Sunday, February 2, 2014

Top Down

There are many many many many MANY reasons that top down reformatorium programs are a bad idea. But lets just focus on one for a moment.

Years ago our school had to implement a new graduation project program. Our principal met this challenge by putting a bunch of staff in a room to thrash out the details of how the new program would work. We met and we talked and we talked and we met, and eventually hammered out a whole program for the graduation project.

But we ended up with more than a workable program. We also ended up with a room full of people who understood how the program was supposed to work.

Management training 101 says that you want to give people the illusion of involvement in the creation of a program so that you will also get buy-in. But when you create new programs or reforms from the bottom up, your program creation is also your program training, and that is worth its weight in gold.

Apologists for CCSS keep blaming the various issues on a bad rollout.

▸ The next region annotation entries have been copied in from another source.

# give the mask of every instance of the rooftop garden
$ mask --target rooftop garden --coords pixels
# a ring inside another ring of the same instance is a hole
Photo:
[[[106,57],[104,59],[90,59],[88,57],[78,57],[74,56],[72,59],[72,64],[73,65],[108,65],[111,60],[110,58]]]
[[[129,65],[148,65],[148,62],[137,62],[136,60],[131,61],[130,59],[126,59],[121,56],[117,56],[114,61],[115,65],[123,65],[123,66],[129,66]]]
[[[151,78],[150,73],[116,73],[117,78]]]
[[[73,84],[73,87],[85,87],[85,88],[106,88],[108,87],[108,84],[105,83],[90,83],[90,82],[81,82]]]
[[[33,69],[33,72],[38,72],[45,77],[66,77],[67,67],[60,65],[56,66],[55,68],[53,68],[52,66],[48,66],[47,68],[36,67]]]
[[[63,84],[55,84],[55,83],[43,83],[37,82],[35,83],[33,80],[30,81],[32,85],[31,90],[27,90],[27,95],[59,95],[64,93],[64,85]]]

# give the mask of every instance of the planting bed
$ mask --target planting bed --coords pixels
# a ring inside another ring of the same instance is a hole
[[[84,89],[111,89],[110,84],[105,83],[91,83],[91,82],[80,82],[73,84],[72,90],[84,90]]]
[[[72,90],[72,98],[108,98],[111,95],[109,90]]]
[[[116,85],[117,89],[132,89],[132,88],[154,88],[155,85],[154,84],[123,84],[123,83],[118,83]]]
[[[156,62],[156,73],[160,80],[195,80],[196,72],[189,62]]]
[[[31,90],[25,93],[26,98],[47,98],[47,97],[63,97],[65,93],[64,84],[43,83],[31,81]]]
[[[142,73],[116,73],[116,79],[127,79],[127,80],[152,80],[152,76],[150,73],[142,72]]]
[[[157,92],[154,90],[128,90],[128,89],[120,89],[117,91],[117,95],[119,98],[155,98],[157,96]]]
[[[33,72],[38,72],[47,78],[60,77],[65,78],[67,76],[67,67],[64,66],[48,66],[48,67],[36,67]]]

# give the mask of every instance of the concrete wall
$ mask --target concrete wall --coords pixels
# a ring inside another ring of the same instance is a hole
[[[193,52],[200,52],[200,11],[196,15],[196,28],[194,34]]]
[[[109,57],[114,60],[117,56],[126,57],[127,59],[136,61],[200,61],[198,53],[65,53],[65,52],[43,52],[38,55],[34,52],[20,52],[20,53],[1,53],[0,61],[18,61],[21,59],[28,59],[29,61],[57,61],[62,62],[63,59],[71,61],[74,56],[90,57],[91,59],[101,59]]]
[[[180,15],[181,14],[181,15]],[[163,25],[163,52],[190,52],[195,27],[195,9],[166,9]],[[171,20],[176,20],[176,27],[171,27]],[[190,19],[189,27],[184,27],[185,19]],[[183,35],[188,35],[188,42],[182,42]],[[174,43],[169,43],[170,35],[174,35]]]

If only the implementation hadn't been flawed, they say. we would be gamboling through fields of common core daisies. But implementing CCSS from the top down absolutely guaranteed that the rollout would be flawed. The messed-up implementation is not a bug; it's an unavoidable feature.

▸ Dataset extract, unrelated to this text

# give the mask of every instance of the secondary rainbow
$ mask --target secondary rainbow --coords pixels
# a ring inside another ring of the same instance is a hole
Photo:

Top down implementation means that none of the people who actually have to implement the program have any idea of what the program is or how it's supposed to work. Everything has to be explained to everybody, and that's a long process, a process not unlike a long game of telephone.

CCSS has been even worse than the average top-down implementation because it is so jam-packed with its own jargon. Teachers are sitting through training where hours are being devoted simply to getting everyone in the room to use the proscribed definition of "rigor." Teachers are spending days in seminars about "unpacking" the standards themselves, which is a nice-sounding way of saying "trying to figure out what the hell all this gobbledygook is supposed to mean to an actual classroom teacher.":

With bottom-up reform, everyone has been in the room working on a shared language of shared expectations together. That understanding emerges organically while the details are hammered out. But top-down reform has to be passed down in its entirety, all the way down to the actual words being used. The program becomes like bad stereo directions that are passed down as a xerox of a xerox of a xerox ad infinitum, each one presented by someone who has his own maybe-faulty understanding of what he sees on the bad copy that's been handed to him.

If the most genius edu-whizes in the world came up with the best school reform system ever and tried to implement it this way, there would be tremendous problems. Start with a hackneyed mess of garbled muck like CCSS, and you are absolutely guaranteed a flawed implementation.